Over the past 10 years municipal governments and community groups have engaged thousands and thousands of Canadians to create Integrated Community Sustainability Plans (ICSPs ) that describe bold new visions for our cities and towns. Many of these plans are in the process of being implemented; changing the way that we plan and design the places we live work and play. Collectively these individual plans are adding up to a new vision for Canada. A new vision for Canadians. At the same time municipalities are experiencing challenges as they try to implement their plans.
Earlier this year, we interviewed municipal experts from across the country and gathered for an intimate dialogue to explore what’s needed to spark the sustainability transformation in our communities. Transformational change requires questioning and evolving our mental models, the short-hand filters we use to make sense out of the world.

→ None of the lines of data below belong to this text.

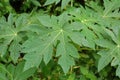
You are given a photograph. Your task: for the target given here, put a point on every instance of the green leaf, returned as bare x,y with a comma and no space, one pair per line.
41,46
111,6
105,59
118,71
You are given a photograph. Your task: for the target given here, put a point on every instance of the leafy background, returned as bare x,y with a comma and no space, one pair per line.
59,40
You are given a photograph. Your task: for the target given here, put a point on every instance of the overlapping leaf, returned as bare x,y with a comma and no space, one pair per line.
58,32
112,50
63,5
9,36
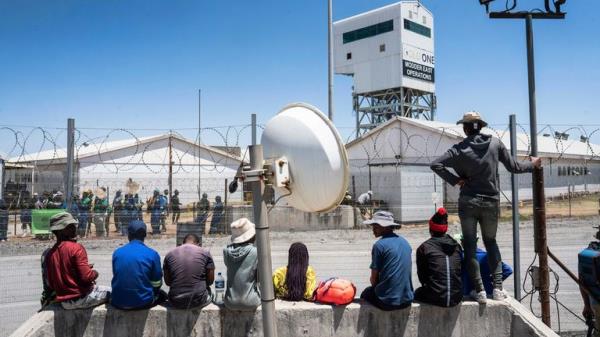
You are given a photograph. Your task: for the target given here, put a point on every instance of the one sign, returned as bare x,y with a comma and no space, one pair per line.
40,220
418,71
418,63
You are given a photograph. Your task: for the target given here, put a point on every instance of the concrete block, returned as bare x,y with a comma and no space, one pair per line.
300,319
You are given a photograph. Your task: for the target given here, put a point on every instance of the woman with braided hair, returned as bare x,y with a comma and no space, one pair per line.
296,281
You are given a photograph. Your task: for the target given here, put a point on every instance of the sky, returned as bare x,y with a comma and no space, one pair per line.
139,64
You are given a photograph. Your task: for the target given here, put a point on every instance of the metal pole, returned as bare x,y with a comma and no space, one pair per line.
515,210
330,58
253,129
263,246
70,160
170,181
199,142
2,172
539,205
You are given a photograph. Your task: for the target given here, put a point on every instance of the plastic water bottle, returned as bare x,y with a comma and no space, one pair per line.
219,289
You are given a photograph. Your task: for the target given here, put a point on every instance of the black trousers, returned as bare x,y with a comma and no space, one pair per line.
369,295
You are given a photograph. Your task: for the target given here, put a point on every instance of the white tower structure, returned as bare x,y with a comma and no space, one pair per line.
389,53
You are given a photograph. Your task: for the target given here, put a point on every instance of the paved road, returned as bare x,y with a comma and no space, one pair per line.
332,253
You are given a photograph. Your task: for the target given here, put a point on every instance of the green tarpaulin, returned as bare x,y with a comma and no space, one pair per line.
40,220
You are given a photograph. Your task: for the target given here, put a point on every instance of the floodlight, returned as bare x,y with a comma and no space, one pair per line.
486,3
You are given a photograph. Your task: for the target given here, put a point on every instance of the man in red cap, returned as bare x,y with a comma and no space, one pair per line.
439,265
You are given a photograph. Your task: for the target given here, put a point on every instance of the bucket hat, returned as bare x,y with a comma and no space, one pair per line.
472,117
242,230
382,218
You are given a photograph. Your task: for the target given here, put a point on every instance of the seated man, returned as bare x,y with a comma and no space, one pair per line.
391,284
484,270
241,260
189,271
66,271
137,275
439,265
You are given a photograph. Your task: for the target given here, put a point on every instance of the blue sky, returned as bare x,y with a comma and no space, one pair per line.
139,64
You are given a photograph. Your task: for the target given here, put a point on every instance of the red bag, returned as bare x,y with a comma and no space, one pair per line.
335,291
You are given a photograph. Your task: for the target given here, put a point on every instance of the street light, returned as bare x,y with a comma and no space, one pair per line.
539,207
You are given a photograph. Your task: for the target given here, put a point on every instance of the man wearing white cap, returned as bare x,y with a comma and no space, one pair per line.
391,283
241,259
475,161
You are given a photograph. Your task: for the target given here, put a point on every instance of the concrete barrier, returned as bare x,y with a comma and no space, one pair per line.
508,318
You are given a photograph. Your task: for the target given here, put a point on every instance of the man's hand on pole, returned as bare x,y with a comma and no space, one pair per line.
536,161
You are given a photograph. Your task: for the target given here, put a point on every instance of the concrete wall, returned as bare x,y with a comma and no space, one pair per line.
293,319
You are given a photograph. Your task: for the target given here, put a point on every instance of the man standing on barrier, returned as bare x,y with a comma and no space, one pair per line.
475,161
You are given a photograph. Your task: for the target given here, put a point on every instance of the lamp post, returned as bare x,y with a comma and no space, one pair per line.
539,207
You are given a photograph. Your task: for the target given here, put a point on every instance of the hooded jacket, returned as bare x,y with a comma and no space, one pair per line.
475,160
242,280
439,271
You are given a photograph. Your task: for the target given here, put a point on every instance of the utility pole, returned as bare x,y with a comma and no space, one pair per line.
170,167
515,210
199,142
70,161
330,58
539,200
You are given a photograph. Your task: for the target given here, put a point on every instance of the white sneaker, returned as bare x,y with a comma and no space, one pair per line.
499,295
480,297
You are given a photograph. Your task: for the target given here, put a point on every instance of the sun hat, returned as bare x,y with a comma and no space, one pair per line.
382,218
472,117
61,220
439,221
242,230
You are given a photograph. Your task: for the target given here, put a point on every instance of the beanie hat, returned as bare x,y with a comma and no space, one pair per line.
439,221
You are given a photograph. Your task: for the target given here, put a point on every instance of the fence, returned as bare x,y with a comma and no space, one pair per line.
393,165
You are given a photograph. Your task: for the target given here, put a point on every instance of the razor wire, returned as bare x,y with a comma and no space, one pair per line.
44,147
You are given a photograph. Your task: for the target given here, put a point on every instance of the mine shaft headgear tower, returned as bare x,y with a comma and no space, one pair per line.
389,53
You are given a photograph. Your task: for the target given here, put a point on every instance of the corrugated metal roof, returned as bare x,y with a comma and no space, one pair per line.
103,147
548,146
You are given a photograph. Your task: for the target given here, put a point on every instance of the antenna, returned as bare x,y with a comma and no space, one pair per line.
302,155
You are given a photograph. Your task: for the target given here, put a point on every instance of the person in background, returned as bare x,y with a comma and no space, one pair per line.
67,271
75,208
218,210
129,212
297,281
3,221
139,204
365,204
391,283
157,208
175,207
137,274
39,204
189,271
484,270
241,260
475,161
25,216
439,265
118,210
100,212
56,202
202,210
85,207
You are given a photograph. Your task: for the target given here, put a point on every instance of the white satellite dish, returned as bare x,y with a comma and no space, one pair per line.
308,159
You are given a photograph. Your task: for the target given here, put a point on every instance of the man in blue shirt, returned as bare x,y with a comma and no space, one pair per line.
137,274
391,284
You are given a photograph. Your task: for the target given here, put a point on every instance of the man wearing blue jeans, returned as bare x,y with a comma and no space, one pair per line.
475,161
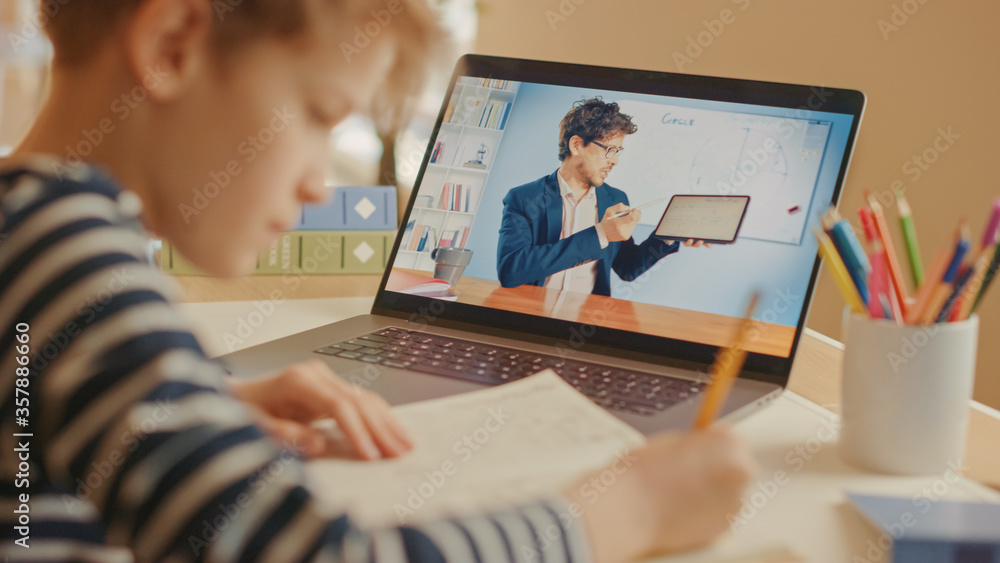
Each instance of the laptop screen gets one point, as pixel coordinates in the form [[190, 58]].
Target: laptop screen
[[511, 216]]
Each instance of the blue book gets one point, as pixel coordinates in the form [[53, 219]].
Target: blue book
[[354, 208], [934, 532]]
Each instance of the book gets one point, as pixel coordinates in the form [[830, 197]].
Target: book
[[306, 253], [454, 197], [951, 530], [548, 436], [352, 208], [402, 281]]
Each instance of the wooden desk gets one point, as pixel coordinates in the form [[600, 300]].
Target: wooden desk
[[586, 308], [200, 289], [815, 375]]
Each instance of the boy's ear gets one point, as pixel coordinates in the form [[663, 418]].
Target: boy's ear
[[167, 42]]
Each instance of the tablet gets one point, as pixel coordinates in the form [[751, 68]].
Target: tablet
[[710, 218]]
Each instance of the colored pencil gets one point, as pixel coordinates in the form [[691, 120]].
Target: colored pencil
[[853, 255], [945, 287], [828, 252], [910, 237], [992, 226], [726, 367], [977, 279], [924, 293], [990, 274], [895, 274]]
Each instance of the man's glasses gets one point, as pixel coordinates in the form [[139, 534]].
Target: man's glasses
[[611, 151]]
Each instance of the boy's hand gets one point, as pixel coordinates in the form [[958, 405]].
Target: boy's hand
[[287, 404], [675, 495], [620, 228], [697, 243]]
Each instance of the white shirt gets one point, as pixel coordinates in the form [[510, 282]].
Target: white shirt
[[578, 215]]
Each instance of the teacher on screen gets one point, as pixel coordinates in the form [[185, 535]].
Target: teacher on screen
[[559, 231]]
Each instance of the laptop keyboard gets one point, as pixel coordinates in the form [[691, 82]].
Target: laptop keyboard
[[619, 389]]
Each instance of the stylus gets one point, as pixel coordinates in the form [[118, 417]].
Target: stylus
[[628, 211]]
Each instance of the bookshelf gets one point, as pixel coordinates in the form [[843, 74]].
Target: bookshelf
[[470, 133]]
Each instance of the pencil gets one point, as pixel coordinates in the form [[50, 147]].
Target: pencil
[[850, 251], [840, 275], [944, 288], [934, 275], [727, 366], [992, 226], [990, 274], [895, 274], [910, 237], [976, 282]]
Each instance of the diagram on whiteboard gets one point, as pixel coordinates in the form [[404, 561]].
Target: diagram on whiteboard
[[678, 150]]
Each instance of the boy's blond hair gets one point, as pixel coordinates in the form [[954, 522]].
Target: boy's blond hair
[[77, 28]]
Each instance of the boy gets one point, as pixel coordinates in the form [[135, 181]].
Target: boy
[[134, 445]]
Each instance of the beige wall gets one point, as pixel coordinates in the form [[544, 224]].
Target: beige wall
[[940, 69]]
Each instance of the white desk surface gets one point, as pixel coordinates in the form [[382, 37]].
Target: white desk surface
[[797, 501]]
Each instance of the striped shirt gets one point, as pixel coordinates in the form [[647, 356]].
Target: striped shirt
[[120, 441]]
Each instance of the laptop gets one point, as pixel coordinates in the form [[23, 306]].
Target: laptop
[[488, 281]]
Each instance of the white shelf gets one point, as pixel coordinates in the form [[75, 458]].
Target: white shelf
[[461, 142]]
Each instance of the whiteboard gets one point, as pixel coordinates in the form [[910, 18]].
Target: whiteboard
[[679, 150]]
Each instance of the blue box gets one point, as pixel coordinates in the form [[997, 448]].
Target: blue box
[[354, 208]]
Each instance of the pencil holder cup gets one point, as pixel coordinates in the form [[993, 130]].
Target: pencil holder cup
[[906, 392]]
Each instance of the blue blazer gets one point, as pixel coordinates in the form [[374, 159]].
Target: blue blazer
[[529, 249]]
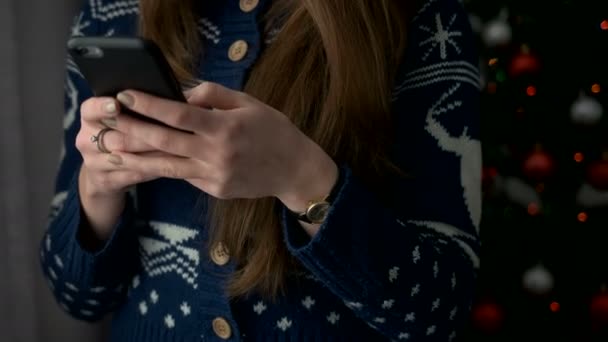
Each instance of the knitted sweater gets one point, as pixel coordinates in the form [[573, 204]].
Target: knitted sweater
[[372, 273]]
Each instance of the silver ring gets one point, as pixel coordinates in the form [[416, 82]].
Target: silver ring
[[98, 140]]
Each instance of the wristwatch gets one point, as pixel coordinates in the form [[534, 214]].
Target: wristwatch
[[317, 210]]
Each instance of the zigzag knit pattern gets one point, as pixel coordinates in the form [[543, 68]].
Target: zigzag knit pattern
[[372, 273]]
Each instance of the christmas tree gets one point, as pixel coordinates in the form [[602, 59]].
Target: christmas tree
[[544, 231]]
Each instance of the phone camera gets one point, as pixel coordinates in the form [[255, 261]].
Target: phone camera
[[82, 51], [89, 51]]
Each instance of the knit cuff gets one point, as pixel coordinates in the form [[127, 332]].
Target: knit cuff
[[102, 267]]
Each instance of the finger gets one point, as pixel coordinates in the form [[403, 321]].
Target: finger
[[96, 109], [158, 165], [117, 141], [175, 114], [158, 137], [213, 95], [119, 179]]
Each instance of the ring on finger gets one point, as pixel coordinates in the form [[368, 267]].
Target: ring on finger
[[98, 140]]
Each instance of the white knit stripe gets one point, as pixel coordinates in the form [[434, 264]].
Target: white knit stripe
[[453, 234], [442, 66], [209, 30], [440, 72], [105, 12]]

It requires re-thinking, deep learning, and integration of new ways of being in the world. It’s hard work. It requires commitment, care, purpose, and support. It is deeply rewarding. The visions that Canadian municipalities have created are bold enough so that reaching them will require this type of transformational change. What does it take to create the conditions for transformation? Are our communities ready to undertake this journey together?
During this webinar we will provide a summary of our research and dialogue to date, and ask your for feedback as we synthesize the findings from this research into a final report.
We are also embarking on a new research project that will review the state of sustainability plan implementation in Canada. This research will help to identify some of the new tools, resources and next practices from leading communities. During the Dialogue we will provide you with more information on this new project.
An email sent summarizing the webinar discussion and providing some resources to the Exchange Network member practitioners stated the following:
The majority of Dialogue participants were sustainability practitioners working in municipalities. Bringing their own personal experiences and perspectives from across Canada, the group engaged in a great conversation on the current challenges facing Canadian communities.
John Purkis, Senior Advisor and Senior Manager, Sustainable Communities Program, TNS Canada, led the webinar. John believes that Canada is nearing the tipping point of revolutionizing how all Canadian communities are developed because municipalities across the nation have made real progress in developing and implementing ICSP’s. However, not everyone on the call was so optimistic. As with many organizations, municipalities face resource and political constraints that can often derail even the most well-intentioned sustainability efforts.
The group discussed tools that have helped them overcome barriers to implementing ICSP’s. The resources mentioned are listed below:
“Strategic Question Assessment: Accessing Actions Using Whistler2020 Worksheet” This 2 page document is a “back-of-the-envelope worksheet that outlines four strategic questions to help you assess any type of action, project, initiative and proposal using Whistler2020 to inform your decision-making.” Although this tool is based on Whistler’s context, it may be useful for other sustainability practitioners looking to embed sustainability into their everyday decision making.
“Passing Go: Moving Beyond the Plan”, Dr. Amelia Clarke Dr. Clarke’s presentation, published with The Federation of Canadian Municipalities, provides success factors for ICSP implementation. Canadian success stories are included.
Bob Willard’s customizable ‘The Sustainability Advantage Worksheets’ Drawing on his experience working for IBM, Bob Willard created worksheets for you to calculate the business case for a sustainability initiative. Plug in your numbers to either the worksheet for Large Enterprises or the SME Version of the document. For more information, please see Bob’s website.
Slide deck from the Dialogue John Purkis’ slide deck, which includes initial findings from research John is conducting for Infrastructure Canada which reviews the state of implementation of ICSP’s in Canada.